We present an end-to-end imitation learning system for agile, off-road autonomous driving using only low-cost on-board sensors. By imitating an optimal controller, we train a deep neural network control policy to map raw, high-dimensional observations to continuous steering and throttle commands, the latter of which is essential to successfully drive on varied terrain at high speed. Compared with recent approaches to similar tasks, our method requires neither state estimation nor online planning to navigate the vehicle. Real-world experimental results demonstrate successful autonomous off-road driving, matching the state-of-the-art performance.

## I Introduction

High-speed autonomous off-road driving is a challenging robotics problem [1, 2, 3] (Fig. 1). To succeed in this task, a robot is required to perform both precise steering and throttle maneuvers in a physically-complex, uncertain environment by executing a series of high-frequency decisions. Compared with most previously studied autonomous driving tasks, the robot must reason about unstructured, stochastic natural environments and operate at high speed. Consequently, designing a control policy by following the traditional model-plan-then-act approach [1, 4] becomes challenging, as it is difficult to adequately characterize the robot’s interaction with the environment a priori.

This task has been considered previously, for example, by Williams et al. [2, 3] using model-predictive control (MPC).
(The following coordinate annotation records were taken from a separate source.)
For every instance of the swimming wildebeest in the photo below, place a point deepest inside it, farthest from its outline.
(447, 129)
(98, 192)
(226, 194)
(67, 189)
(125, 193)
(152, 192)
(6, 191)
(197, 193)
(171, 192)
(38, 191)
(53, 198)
While the authors demonstrate impressive results, their internal control scheme relies on expensive and accurate Global Positioning System (GPS) and Inertial Measurement Unit (IMU) for state estimation and demands high-frequency online replanning for generating control commands. Due to these costly hardware requirements, their robot can only operate in a rather controlled environment.

We aim to relax these requirements by designing a reflexive driving policy that uses only low-cost, on-board sensors (e.g. camera, wheel speed sensors). Building on the success of deep reinforcement learning (RL) [5, 6], we adopt deep neural networks (DNNs) to parametrize the control policy and learn the desired parameters from the robot’s interaction with its environment. While the use of DNNs as policy representations for RL is not uncommon, in contrast to most previous work that showcases RL in simulated environments [6], our agent is a high-speed physical system that incurs real-world cost: collecting data is a cumbersome process, and a single poor decision can physically impair the robot and result in weeks of time lost while replacing parts and repairing the platform. Therefore, direct application of model-free RL techniques is not only sample inefficient, but costly and dangerous in our experiments.

These real-world factors motivate us to adopt imitation learning [8] to optimize the control policy instead. A major benefit of using imitation learning is that we can leverage domain knowledge through expert demonstrations. This is particularly convenient, for example, when there already exists an autonomous driving platform built through classic system engineering principles. While such a system (e.g. the MPC controller using a pre-trained dynamics model and a state estimator based on high-end sensors in [2]) usually requires expensive sensors and dedicated computational resources, with imitation learning we can train a lower-cost robot to behave similarly, without carrying the expert’s hardware burdens over to the learner. Note that here we assume the expert is given as a black box oracle that can provide the desired actions when queried, as opposed to the case considered in [12] where the expert can be modified to accommodate to the learning progress.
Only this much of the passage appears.